Resolving this mismatch is especially topical as work and organizations are undergoing digitalization. New skills are needed, job descriptions change, and whole professions could disappear as organizations are seeking to reap the benefits of advanced technologies such as artificial intelligence.
Mohammad is currently doing research on radiology, where artificial intelligence is introduced to help read imaging data, for example when looking for tumors in the body. Radiologists are ahead of the curve in probing the uses of artificial intelligence, which makes this an interesting case for wider digitalization questions. Artificial intelligence could help improve radiology diagnoses, but there are also fears that it might replace human expertise or undermine professional judgment.
To help us think about expertise, Mohammad developed the expertise pyramid. The core of this model is based on balancing between the need for specializing in certain narrow domains and developing a range of complementary capabilities to be able to work in interdisciplinary activities and remain creative and flexible in our career.
The expertise pyramid helps us to examine how competences of different people develop in different shapes. Some people develop their expertise very narrowly around a set of specialized competencies, such as surgeons who need to become highly specialized: they will develop a very sharp pyramid. Others feel more comfortable with a wider and therefore less specialized pyramid that allows them to be creative and maneuverable. Some pyramids have multiple spikes, perhaps of uneven heights, such as academics who develop more expertise on either teaching or research.

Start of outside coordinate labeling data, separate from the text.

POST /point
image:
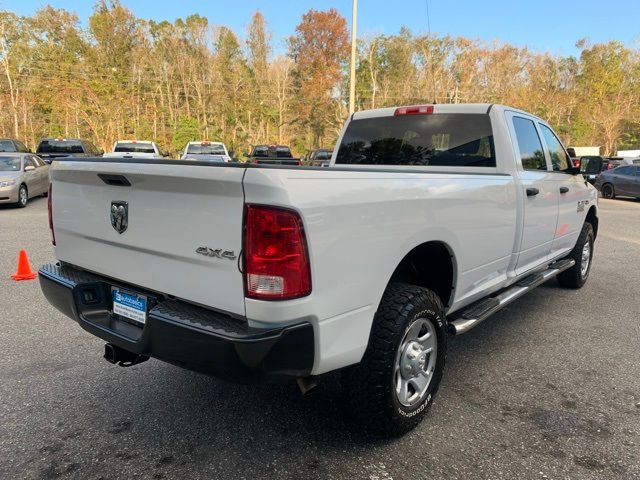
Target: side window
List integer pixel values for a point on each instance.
(529, 144)
(560, 161)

By designing expert pyramids, Mohammad aims to coach professionals to rediscover their competencies as they face turning points in their careers, without casting aside useful knowledge and experience. Designing expert pyramids will be part of the new KIN Executive Education course that Mohammad is developing with Kristine Dery, called “Digital Innovation & Transformation”. Rather than developing an entirely new set of skills, professionals often need to shift their focus and develop skills that were previously more peripheral to their work. For example, when code writing is automated, analytical and design skills that programmers used to have as complementary capabilities may become central to their new career as designers of algorithms.
When asked if he is not actually becoming a career coach, Mohammad smiles and points somewhere at the base of a pyramid he just drew:
“Yes. That’s something I need to develop, here, in my pyramid: formal coaching training. That’s my plan for this year. Next to learning how to swim.”